20 April 2012
Turkish businesses have not fully realised Bosnia and Herzegovina's (BiH) economic potential yet, and much remains to be done to take economic relations to the level of bilateral political and diplomatic ties.
"When we refer to the political and cultural relations that we have, our economic and commercial relations are far behind," Maida Becirovic, the executive director of the Foreign Investment Promotion Agency of BiH (FIPA), told SES Türkiye.
Turkey's exports to BiH reached 205m euros ($269m) in 2011, a 20% increase from 2010, according to figures published by the Turkish economy ministry. However, both years fall behind the 2008 export levels, which were 429m euros ($572m).
BiH's exports to Turkey have also increased steadily, reaching a high of 68.8m euros ($90m) in 2011, a 25% growth compared to 2010 exports. In 2001, BiH exports to Turkey totalled around 3.8m euros ($5m).
Turkey's main exports to BiH in 2011 included manufactured goods, machinery and transport equipment -- as well as food products, according to FIPA. Meanwhile, the main items exported from BiH to Turkey last year were crude materials, manufactured goods as well as chemicals, mineral fuels and lubricants.
Turkey was in 9th place on the list of BiH's most important trade partners in 2011, according to FIPA. Although Turkey was the third largest investor in BiH by the end of 2010, the country maintains 9th place regarding total investments to BiH between May 1994 and December 2010, with a total investment amount of 131m euros.
Some of the Turkish companies in BiH include Kastamonu Entegre, Soda Sanayii, Ziraat Bank, Turkish Airlines, Seha Industrial Investments and Yildirim Ozbek.
Turkish investors have also been active in the education sector in BiH -- the International University of Sarajevo's Turkish Linguistic Centre, Konya-Sarajevo Educational Centre, and the Turkology departments in University of Tuzla and Zenica are among the recent interests.
"If we look at Turkish investment in the region [and compare] the percentage of that investment falling to each country, BiH is not in the top priority level," BiH's Federal Minister of Education and Science Damir Masic told SES Türkiye.
Noting the historically positive relations between the two countries, Masic said BiH deserves more Turkish presence and attention.
One of the main concerns for foreign investors, however, is the country's political instability, according to Muzzafer Kutlay, a Balkans expert at the Ankara-based International Strategic Research Organisation (USAK).
"As in all other fields, political stability is a key factor for businessmen as well," she told SES Türkiye, noting that BiH's failure to establish a government after the October 2010 elections -- a crisis that lasted for 15 months -- also affected Turkish investments.
Caner Sancaktar, an associate professor of Balkan politics at Kocaeli University, told SES Türkiye that BiH's small population also poses a barrier to foreign direct investment.
"Investors try to look for large markets [where they can sell their products] before making investment decisions on a certain country," Sancaktar told SES Türkiye.
However, Selman Ulusoy, chairman of the Turkey-BiH Business Council of Turkey's Foreign Economic Relations Board (DEIK), argued that BiH must be considered from a broader perspective.
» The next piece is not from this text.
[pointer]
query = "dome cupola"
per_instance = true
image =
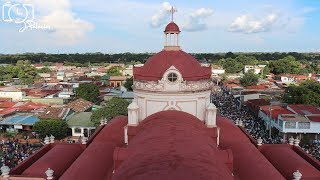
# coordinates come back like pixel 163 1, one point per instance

The country could serve as a window for the 32 million people living in the former Yugoslav republics, and it is located next to the EU.
"Travelling from Sarajevo to Vienna takes as long as the trip from İstanbul to Ankara. Businesses could use BiH as a centre [for their investments] and then export to neighbouring countries," Ulusoy said. Once this central position of BiH is understood, the potential is clear, he added.
Ulusoy said research is needed to determine which sectors show potential for BiH products in Turkey, to then orient members of the Bosnian business community. This can be achieved through an informal level of co-operation between businesses of the two countries, he noted.
Another issue is whether Turkish businesses use all available tools for investment in BiH, such as funds and grants provided by international organisations, including the European Bank for Reconstruction and Development. "We must look at these more carefully and assess all possibilities," Ulusoy said.